В другие непогожие вечера кое-кого еще просили тоже что-нибудь почитать или рассказать. Мистер Мифасоль прочитал лекцию о музыке, мистер Шпатель о живописи; мистер Принс, хоть и не привычный читать лекции, сообщил об устройстве дома и хозяйства во времена гомерические. Даже и мистер Грилл в свой черед осветил суть философии эпикурейцев. Мистер Мак-Мусс, не возражая против лекций перед ужином, разразился одной лекцией, но зато уж обо всем на свете - о делах в отечестве и за его пределами, о морали, литературе, политике. Коснулся он и Реформы {146}.

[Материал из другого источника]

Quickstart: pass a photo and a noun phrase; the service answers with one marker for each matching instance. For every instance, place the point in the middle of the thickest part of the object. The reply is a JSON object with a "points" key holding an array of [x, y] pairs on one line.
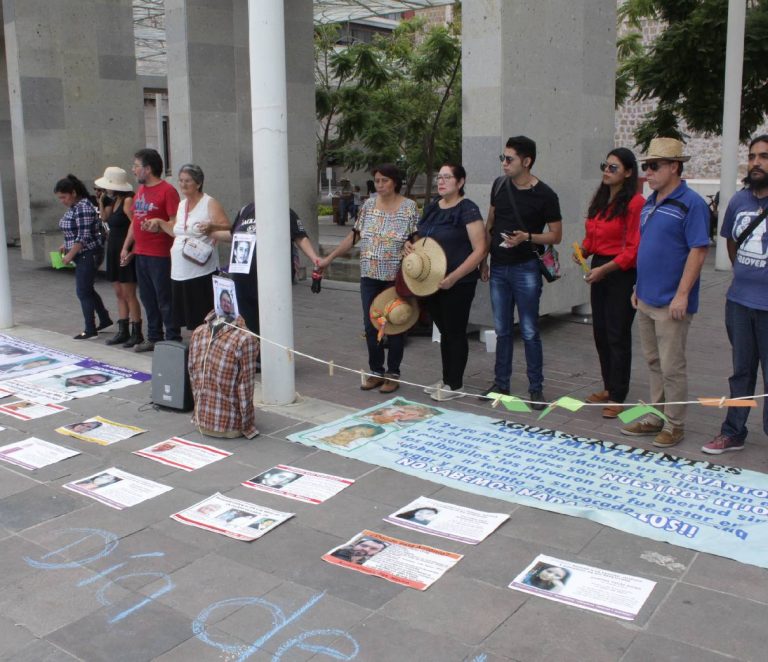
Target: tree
{"points": [[683, 70]]}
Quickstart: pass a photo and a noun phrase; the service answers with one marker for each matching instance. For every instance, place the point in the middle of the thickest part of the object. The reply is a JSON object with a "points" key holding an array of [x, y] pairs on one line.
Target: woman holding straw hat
{"points": [[383, 225], [116, 210], [453, 226]]}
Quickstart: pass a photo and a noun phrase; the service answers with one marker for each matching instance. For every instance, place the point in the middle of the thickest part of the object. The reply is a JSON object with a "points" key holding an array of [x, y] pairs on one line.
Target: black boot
{"points": [[121, 335], [136, 335]]}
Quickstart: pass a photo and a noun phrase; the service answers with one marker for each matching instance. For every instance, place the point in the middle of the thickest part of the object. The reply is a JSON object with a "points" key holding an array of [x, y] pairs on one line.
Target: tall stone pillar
{"points": [[75, 104], [545, 70], [210, 104]]}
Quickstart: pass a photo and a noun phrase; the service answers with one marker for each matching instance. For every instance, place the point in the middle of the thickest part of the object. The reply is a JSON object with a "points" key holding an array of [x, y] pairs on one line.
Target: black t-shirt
{"points": [[448, 227], [246, 222], [537, 207]]}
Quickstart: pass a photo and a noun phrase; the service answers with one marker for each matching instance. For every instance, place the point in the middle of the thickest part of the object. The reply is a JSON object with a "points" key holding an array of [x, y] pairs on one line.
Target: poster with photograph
{"points": [[299, 484], [100, 431], [397, 561], [243, 249], [584, 586], [117, 489], [232, 517], [27, 411], [183, 454], [34, 453], [447, 520], [224, 298]]}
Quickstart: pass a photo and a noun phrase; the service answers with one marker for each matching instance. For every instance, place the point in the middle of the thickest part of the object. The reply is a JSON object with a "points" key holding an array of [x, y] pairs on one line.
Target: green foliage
{"points": [[684, 68], [397, 99]]}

“Камень, который лорд Склок - сей Гракх реформы прежней и Сизиф реформы новейшей {147} - столь трудолюбиво толкал к вершине горы, ныне лежит внизу, в Долине тщеты. Ежели он вдруг опять достигнет вершины и свалится по другую сторону, он непременно обрушится на преимущества класса образованного и все их раздавит. Ибо у кого же достанет охоты мериться силою с чернью, которая восторжествует? Тридцать лет назад лорд Склок приводил в пользу Реформы веские доводы. Один довод был, что все требуют ее, и потому Реформа необходима. Теперь на стороне лорда довод не менее веский: что все молчат о Реформе, и тем больше будет ее негаданная милость. В первом случае уличная логика была неодолима. Те, кто поджигали дома, бросали на проезжающие кареты дохлых кошек и гнилые яйца и пользовались другими, подобными же методами воспитания, неопровержимо доказывали, как им необходимо иметь представителей в парламенте. Они своего добились, и кое-кто полагает, что парламент легко обошелся бы и без них. Отец мой был ярым приверженцем Реформы. Неподалеку от его жилища в Лондоне было место встреч клуба Знание - Сила. Члены клуба по окончании сходок собирали камни по обочинам и швыряли их в окна направо-налево, разбредаясь восвояси. На знамени их было начертано: “Вес общественного мнения”. Как только открывалось просвещенное собрание, отец мой запирал ставни, но они затворялись изнутри и стекол не защищали. Однажды поутру отец обнаружил между ставнями и стеклом весьма крупный и, следственно, вполне весомый образец убеждающего гранита. Он сохранил его и поставил на красивый пьедестал с надписью: “Вес общественного мнения”. Он поместил его над камином в библиотеке и, ежедневно его созерцая, излечился от несчастной страсти к Реформе. Весь остаток дней он уже не говорил, как бывало “народ, народ”, а говорил только “чернь” и очень любил тот пассаж в “Гудибрасе”, где автор изобразил бунт черни в полном согласии с новообретенным его разумением. Он сделал этот кусок гранита ядром многих изысканий в политике. Г ранит я храню по сию пору и смотрю на него с почтением, ибо обязан ему во многом своим воспитанием. И ежели, что, впрочем, вряд ли возможно, снова начнется безумие из-за Реформы, я позабочусь плотно закрыть ставни, защищаясь от “Веса общественного мнения””.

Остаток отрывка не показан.